How to get (v1+v2)/n for odd n with minimum resistors

[LongApple]

For example, the simplest case n=3 I am even stuck on much less the general problem we can start with that and evidently it may be able to be soled with only two or three resistors if you are clever

Also we are not allowed to use op amps only resistors and we are given two voltage sources.

My first plan was to use two resistors to get the average of the voltages and then connect that node with the average to more resistors- however, we can't use op amps and therefore I can't isolate that average of the voltages. I imagine we need to come up with the 1/3 or the 1/5 using a more clever and indirect way

 

[meBigGuy]

You are assuming V1 and V2 are equal. Why not just put V1 and V2 in series with a 2 ohm/1 ohm divider?

 

[Baluncore]

Seems to be one of those problems where you have k voltage inputs.
And you want an output voltage = Sum( V1 ... Vk) / n.
This general problem turns out to have a very simple solution. But it can take some people a long time to reach it.

Since this has now transmuted into a homework problem I won't give you the answer.
The first thing to realize is that the input voltages are all unknown, but must all be treated equally.

Start by selecting an arbitrary scale value of resistance, say r = 1k ohm.
Connect each of the k inputs to the output through a resistor having a value of k * r.
Does that meet the above requirement of treating all equally ?

Now, to get an output voltage that is 1/n of the average input, you will add one resistor to ground.
How might you work out the value of that resistor ?

 

[NascentOxygen]

Why not just put V1 and V2 in series with a 2 ohm/1 ohm divider?

Good thinking! Unfortunately, the problem statement doesn't assure us there is not a common earth.

 

[jim hardy]

V1 + V2 =N*SomethingOdd ? ... Well, anything_even -1 is odd.

 

[Baluncore]

Without an op-amp, the student, who now appears to have withdrawn, cannot use the negative resistance of an amplifier.

It is also odd that n must be an integer.

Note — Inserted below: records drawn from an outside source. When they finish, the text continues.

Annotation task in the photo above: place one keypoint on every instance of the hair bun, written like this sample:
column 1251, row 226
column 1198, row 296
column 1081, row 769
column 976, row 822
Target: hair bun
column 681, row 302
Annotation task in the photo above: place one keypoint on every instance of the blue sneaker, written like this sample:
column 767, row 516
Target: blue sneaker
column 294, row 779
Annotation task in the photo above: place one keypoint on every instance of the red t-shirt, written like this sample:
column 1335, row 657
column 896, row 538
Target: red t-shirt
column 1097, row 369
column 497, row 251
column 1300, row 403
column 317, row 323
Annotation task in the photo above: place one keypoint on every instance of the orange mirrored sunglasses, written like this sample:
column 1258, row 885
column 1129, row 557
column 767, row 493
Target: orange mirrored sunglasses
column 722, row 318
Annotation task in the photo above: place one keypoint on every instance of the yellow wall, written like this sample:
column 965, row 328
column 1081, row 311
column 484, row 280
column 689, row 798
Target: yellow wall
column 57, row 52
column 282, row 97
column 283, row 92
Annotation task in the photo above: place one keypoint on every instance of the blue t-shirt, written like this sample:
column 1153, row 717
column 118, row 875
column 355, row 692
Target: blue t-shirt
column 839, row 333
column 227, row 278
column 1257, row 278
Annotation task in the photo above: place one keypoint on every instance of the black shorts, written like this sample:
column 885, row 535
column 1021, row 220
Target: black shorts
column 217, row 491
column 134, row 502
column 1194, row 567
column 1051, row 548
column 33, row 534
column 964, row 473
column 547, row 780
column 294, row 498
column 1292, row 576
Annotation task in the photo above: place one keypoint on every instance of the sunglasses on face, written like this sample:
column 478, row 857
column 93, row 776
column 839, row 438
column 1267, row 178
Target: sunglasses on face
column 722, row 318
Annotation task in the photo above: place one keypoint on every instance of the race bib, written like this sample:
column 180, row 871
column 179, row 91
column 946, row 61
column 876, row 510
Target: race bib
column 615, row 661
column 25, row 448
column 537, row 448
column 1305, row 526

The reason why odd and integer were specified may suggest that all resistors needed be composed of series / parallel combinations from the same batch of resistors having the same value.

 

[jim hardy]

Voltage divider has been suggested

R1/(R1+R2) = 1/N ?

but i think in pictures , and since this is homework forum won't post my circuit

Spoiler: said i wouldn't

said i wouldn't

 

[berkeman]

the problem statement doesn't assure us there is not a common earth

Maybe, but it's very common in lab supplies and in simulations and with batteries, etc., to stack voltage sources in series...

 

[jim hardy]

Odd might be a red herring... ?

 

[NascentOxygen]

Maybe, but it's very common in lab supplies and in simulations and with batteries, etc., to stack voltage sources in series...

Sure, either solution should be fine. The solution with the fewer limitations should attract more marks.

 

[Baluncore]

we can start with that and evidently it may be able to be soled with only two or three resistors if you are clever

Now, let's turn that advice around. "... and evidently it may be able to be solved with only three resistors, or two if you are clever"
That really only changes the punctuation and implied brackets.

If the voltages could be summed by stacking then it would never need more than two resistors. (You are clever).

If the voltages are all ground referenced inputs, then for odd n, three resistors are necessary in all but the one case of n = 1. That cannot be solved without stacking.

 

[jim hardy]

If the voltages could be summed by stacking then it would never need more than two resistors. (You are clever).

and it'd work for any N .ge. 1, even or odd, integer or non-integer.